Fortunately, Argentina succumbed to months of pressure from human rights campaigners around the world and cancelled at the last minute, prompting messages of thanks to Lionel Messi and his teammates from the Palestinian community.

“In the end, they’ve done right thing and this is behind us,” striker Gonzalo Higuain told ESPN at the time. “Health and common sense come first. We felt that it wasn’t right to go.”

RCIR “condemns Fifa’s venal leadership for opposing this eminently reasonable measure” and in a statement released to the Star said: “The PFA proposed amending Fifa’s statutes so as to make football associations subject to serious sanction in the event that they fail to respect internationally recognised human rights.

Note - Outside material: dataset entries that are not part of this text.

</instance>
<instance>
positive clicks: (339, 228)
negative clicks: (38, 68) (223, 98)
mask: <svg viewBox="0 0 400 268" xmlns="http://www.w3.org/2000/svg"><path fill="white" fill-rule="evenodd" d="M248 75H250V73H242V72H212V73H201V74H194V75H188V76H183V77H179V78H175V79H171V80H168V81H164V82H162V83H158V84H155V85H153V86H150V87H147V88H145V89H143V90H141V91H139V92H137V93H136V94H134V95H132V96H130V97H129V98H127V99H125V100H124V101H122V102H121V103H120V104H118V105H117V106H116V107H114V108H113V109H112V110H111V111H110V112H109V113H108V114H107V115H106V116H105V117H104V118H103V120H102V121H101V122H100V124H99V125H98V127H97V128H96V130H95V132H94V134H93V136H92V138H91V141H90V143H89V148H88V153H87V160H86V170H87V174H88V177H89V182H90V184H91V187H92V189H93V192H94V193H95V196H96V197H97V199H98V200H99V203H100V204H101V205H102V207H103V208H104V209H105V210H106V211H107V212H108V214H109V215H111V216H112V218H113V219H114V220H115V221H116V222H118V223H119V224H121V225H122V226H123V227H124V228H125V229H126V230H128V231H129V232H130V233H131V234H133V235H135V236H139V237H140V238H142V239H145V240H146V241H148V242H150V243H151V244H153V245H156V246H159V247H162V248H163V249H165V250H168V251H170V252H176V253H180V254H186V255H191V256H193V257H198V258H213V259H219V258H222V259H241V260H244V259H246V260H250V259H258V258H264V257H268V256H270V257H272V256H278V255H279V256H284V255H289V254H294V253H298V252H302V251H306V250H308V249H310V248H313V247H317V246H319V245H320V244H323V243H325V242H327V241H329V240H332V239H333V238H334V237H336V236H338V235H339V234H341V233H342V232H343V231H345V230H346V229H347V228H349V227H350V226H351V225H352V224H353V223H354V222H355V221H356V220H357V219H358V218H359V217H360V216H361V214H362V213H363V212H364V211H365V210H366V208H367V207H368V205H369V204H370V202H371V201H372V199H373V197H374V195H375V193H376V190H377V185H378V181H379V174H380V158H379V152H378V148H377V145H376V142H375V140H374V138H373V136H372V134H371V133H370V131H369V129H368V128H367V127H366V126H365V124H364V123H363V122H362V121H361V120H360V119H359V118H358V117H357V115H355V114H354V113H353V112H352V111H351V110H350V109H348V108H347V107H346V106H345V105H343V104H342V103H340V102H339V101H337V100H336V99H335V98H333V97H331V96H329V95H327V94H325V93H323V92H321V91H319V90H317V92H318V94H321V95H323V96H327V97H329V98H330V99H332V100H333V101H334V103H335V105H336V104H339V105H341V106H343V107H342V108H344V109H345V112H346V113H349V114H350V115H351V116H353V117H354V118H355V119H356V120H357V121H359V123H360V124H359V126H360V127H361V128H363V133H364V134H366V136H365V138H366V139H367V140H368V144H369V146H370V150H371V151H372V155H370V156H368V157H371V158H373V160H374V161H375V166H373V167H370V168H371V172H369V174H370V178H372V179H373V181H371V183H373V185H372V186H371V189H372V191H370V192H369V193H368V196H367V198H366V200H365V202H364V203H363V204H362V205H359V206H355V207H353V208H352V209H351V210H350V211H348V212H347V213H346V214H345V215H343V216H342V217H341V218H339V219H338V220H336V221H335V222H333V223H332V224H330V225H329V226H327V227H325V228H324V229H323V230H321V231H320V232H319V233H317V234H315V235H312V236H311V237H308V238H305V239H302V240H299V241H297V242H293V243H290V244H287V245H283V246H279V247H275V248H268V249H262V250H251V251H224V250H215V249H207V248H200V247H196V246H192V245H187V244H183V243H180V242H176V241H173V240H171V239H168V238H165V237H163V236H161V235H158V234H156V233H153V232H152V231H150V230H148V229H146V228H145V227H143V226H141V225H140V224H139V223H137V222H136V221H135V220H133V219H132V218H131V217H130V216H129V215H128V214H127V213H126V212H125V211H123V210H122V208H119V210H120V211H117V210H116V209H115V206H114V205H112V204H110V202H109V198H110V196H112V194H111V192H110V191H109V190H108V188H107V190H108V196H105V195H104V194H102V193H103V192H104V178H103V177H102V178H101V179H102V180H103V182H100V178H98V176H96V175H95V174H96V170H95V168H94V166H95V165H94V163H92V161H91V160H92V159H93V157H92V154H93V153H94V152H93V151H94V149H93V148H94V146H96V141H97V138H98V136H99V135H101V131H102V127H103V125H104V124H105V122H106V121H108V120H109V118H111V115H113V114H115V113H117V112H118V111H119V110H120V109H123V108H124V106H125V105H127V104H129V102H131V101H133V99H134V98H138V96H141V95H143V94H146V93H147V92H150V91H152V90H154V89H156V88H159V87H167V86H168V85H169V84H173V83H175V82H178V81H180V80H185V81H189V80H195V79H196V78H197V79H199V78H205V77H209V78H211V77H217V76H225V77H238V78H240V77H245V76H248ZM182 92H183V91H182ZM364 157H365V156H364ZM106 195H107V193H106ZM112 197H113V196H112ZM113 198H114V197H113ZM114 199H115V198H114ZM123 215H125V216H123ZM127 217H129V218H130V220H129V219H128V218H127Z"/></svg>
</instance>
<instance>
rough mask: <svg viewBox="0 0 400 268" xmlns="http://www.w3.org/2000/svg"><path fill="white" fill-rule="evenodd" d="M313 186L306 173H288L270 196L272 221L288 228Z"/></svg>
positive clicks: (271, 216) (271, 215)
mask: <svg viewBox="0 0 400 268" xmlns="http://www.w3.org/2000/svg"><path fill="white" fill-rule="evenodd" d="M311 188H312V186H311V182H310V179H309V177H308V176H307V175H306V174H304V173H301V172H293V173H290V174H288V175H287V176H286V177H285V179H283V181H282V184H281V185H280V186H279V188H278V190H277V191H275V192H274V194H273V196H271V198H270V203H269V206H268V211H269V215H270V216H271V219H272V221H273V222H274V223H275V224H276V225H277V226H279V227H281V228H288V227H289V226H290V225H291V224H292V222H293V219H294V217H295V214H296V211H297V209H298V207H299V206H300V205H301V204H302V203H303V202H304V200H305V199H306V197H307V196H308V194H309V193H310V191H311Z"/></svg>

“In the words of PFA president Jibril Rajoub, the absence of enforceability ‘threatens to devoid our commitment to human rights… and turn it into a nice slogan we can hang on the walls of our headquarters or plaster in the advertising space in this and that stadium.’

“The PFA amendment would have brought Fifa’s statutory commitment to human rights into line with its similar commitment to tackling discrimination on unjust grounds.

“RCIR condemns Fifa’s venal leadership for opposing this eminently reasonable measure. The reasons advanced by the Fifa Council — that the amendment was unnecessary and would have adverse legal implications — were misleading and without substance. 

“Unfortunately, Fifa Congress operates largely as a rubber stamp for the organisation’s leadership. It was therefore inevitable that most of the assembled delegates would treat the Council’s recommendation as an instruction to vote the PFA’s proposal down.

“In forcing the failure of the proposal Fifa has displayed the same cynical disregard for matters of principle that led the renowned human rights experts Navi Pillay and Ron Popper to resign from the organisation last year. 

“That cynicism was amply demonstrated when the council blocked action against the Israel Football Association for the latter’s sponsoring of football in illegal settlements.

“Today’s shabby proceedings indicate that Fifa’s human rights policy is indeed ‘a nice slogan’ that will not be allowed to interfere with its abundant cronyism and deference to powerful political actors on the world stage.”